Pour aller plus loin : François Bayrou propose un référendum.
Dans l'histoire politique française, le référendum occupe une place particulière. Fustigé pendant longtemps à cause du souvenir de Louis-Napoléon Bonaparte, il fut réhabilité par le président de Gaulle qui l'utilisa à outrance, avant de démissionner à cause du résultat d'un référendum justement, dont il interprétait le résultat négatif comme un désavouement de sa présidence. Depuis, les présidents l'utilisèrent avec parcimonie, conscients que cet outil pouvait vite devenir une manière pour les français de rejeter l'exécutif, sans réellement répondre à la question. Ce fut en partie le cas en 2005 et depuis plus aucun n'eut lieu en France métropolitaine. Donner son avis au peuple, oui mais pas trop car il est quand même souvent frondeur.

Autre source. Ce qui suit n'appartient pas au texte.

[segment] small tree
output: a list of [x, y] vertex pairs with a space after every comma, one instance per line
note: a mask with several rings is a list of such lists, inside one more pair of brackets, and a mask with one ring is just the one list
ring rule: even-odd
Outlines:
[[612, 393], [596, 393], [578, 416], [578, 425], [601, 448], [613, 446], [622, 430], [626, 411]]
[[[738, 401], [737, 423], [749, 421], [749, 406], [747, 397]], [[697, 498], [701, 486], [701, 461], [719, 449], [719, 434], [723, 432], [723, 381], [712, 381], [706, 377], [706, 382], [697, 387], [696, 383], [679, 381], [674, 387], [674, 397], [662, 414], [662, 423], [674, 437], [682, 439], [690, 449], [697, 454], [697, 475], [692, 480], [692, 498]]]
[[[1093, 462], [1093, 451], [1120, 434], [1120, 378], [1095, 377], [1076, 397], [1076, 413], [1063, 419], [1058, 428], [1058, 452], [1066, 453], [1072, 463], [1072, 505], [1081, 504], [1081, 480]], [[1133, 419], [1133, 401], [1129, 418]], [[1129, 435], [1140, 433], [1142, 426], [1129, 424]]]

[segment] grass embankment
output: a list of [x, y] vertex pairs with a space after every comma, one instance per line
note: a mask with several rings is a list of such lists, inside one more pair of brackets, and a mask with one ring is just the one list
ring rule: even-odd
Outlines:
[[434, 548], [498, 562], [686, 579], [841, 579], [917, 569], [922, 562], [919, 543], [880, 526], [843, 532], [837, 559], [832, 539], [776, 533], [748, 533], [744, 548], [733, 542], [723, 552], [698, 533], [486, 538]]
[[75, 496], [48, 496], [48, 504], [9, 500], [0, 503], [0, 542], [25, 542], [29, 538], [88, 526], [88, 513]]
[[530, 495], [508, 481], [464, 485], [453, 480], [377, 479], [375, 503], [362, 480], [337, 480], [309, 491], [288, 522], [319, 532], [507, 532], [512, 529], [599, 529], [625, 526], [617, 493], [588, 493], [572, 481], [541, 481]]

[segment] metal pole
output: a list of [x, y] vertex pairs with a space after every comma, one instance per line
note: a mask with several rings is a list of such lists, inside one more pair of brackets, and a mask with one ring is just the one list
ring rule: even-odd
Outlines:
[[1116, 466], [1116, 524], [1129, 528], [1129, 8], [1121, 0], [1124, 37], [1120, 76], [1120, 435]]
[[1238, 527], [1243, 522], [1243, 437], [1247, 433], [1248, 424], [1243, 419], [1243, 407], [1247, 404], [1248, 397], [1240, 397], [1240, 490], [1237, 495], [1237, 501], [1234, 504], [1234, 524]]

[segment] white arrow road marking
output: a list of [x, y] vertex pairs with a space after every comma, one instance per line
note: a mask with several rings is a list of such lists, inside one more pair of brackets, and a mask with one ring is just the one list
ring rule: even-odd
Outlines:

En 2008, à l'occasion de la réforme constitutionnel, on introduisit le concept de "référendum d'initiative populaire" qui devait donner l'opportunité aux français de déclencher eux-mêmes ce processus. Révolutionnaire en apparence, ce mécanisme ne fut jamais appliqué dans la constitution car les décrets d'application n'ont jamais été pris par le Gouvernement, tant bien même que l'Assemblée nationale ait voté la loi organique permettant sa réalisation. Cependant, le Sénat n'a jamais vu cette loi être inscrite à l'ordre du jour par le Gouvernement et n'a pu le faire lui-même tant son agenda législatif est chargé en cette fin de session. Le référendum d'initiative populaire, ce sera donc pour plus tard, ou jamais.
A quoi peut servir la promesse du référendum aux français ? Est-ce que cela peut vraiment peser dans la balance ? Pour une partie oui, car il est vrai que les français aimeraient sans doute donner leurs avis sur certains sujets. Cependant, de tels votes deviennent souvent des plébiscites pour ou contre le pouvoir en place, comme le prouvèrent les exemples de 1969 et de 2005. Une arme à utiliser avec parcimonie donc, et le candidat socialiste ne s'y trompe pas en déclarant ne vouloir d'un référendum que sur deux sujets : les institutions et la construction européenne.
En revanche, cela peut donner une image "proche du peuple", que recherchent activement quasiment tous les candidats. Le référendum est dans cette campagne utilisé comme une arme purement démagogique mais dans le climat de suspicion actuel qui existe face aux politiques, il n'est pas certain que de telles promesses fassent pencher la balance en faveur de tel candidat.